Inaugurazione. Giovanna d'Arco al rogo (12, 13, 14 ottobre) grande affresco sinfonico corale, con la presenza anche di parti recitate (ci sarà anche la nota attrice francese Romane Bohringer), di Arthur Honegger, testo di Paul Claudel. Il regista Keith Warner, provvederà alla messinscena. Sul podio Pappano, naturalmente, il quale avrà nel corso della stagione ancora otto programmi sinfonici, con solisti di gran nome.
Grandi bacchette. «Un tempo dovevamo supplicarli, i grandi direttori, perché venissero a dirigere la nostra orchestra, e non sempre accettavano; oggi ci dicono che sono contenti di farlo, segno che la nostra orchestra è cresciuta agli occhi (e orecchie) di tutti», così - dice orgoglioso - Cagli. Ecco la sfilza di noti direttori presenti in stagione: Georges Prêtre, Kurt Masur, Kent Nagano, Lorin Maazel, Myung Whun Chung, Rafael Frühbeck de Burgos, Valery Gergiev, Yuri Temirkanov, Vladimir Ashkenazy e Daniel Barenboim, che chiuderà la stagione il 24 giugno, dirigendo l’Orchestra della Scala nel Requiem di Verdi (sarà un interessante confronto con Pappano che dirigerà e inciderà per la Emi (gennaio 2009, dal 9 al 13) il capolavoro verdiano, con quattro eccezionali solisti (Harteros, Ganassi, Villazon, Pape).
Debutti sul podio. Arriva Runnicles, molto apprezzato a Salisburgo come a Bayreuth, ma anche il celebre oboista Holliger, e poi i giovani Tugan Sokhiev e Tatsuia Shimono.
Grandi solisti. Martha Argerich, Radu Lupu, Brunello, Dindo, Allegrini (citato da Pappano come «il nostro grande Allegrini»), Kavakos e molti altri per la stagione sinfonica.
Anniversari. L’Accademia riproporrà musiche di Messiaen, per il primo centenario dalla nascita, ma anche di Elliott Carter, che compie 100 anni e che si spera possa venire a Roma. Ma poi celebrerà anche Haydn (duecento anni dalla morte) con molti programmi, sotto l’etichetta «Feste per Haydn»; e Mendelssohn, per i duecento anni dalla nascita.

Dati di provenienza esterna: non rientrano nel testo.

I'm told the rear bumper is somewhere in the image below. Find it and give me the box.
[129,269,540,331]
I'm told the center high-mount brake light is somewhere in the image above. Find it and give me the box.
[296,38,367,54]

Stagione da camera. L’Orchestra Barocca di Venezia, diretta da Andrea Marcon, inaugurerà la stagione, con l’Orlando furioso vivaldiano, il 16 ottobre. L’Ensemble «La Risonanza» diretta da Fabio Bonizzoni, compare più volte in cartellone per le «cantate profane» di Haendel; l’Ensemble Barocco e Brunello in due serate (14 novembre e 15 dicembre) daranno vita a un accostamento, non tanto curioso, fra Vivaldi (Sonate per violoncello) e Bach (Suite per violoncello); Europa Galante e Fabio Biondi saranno protagonisti di una delle «feste» per Haydn, e poi, il 6 febbraio, Mullova/Carmignola che suoneranno anche duetti per violino; Lonquich, Achucarro, Ughi, Andràs Schiff.
Tournée. Tra febbraio e marzo 2009, alle Canarie e poi al Concertgebouw di Amsterdaam ed alla Salle Pleyel di Parigi. Sucessivamente saranno annunciate anche le altre.
Prezzi. Invariati sia gli abbonamenti che i prezzi dei singoli biglietti. Da metà giugno, abbonamenti in vendita.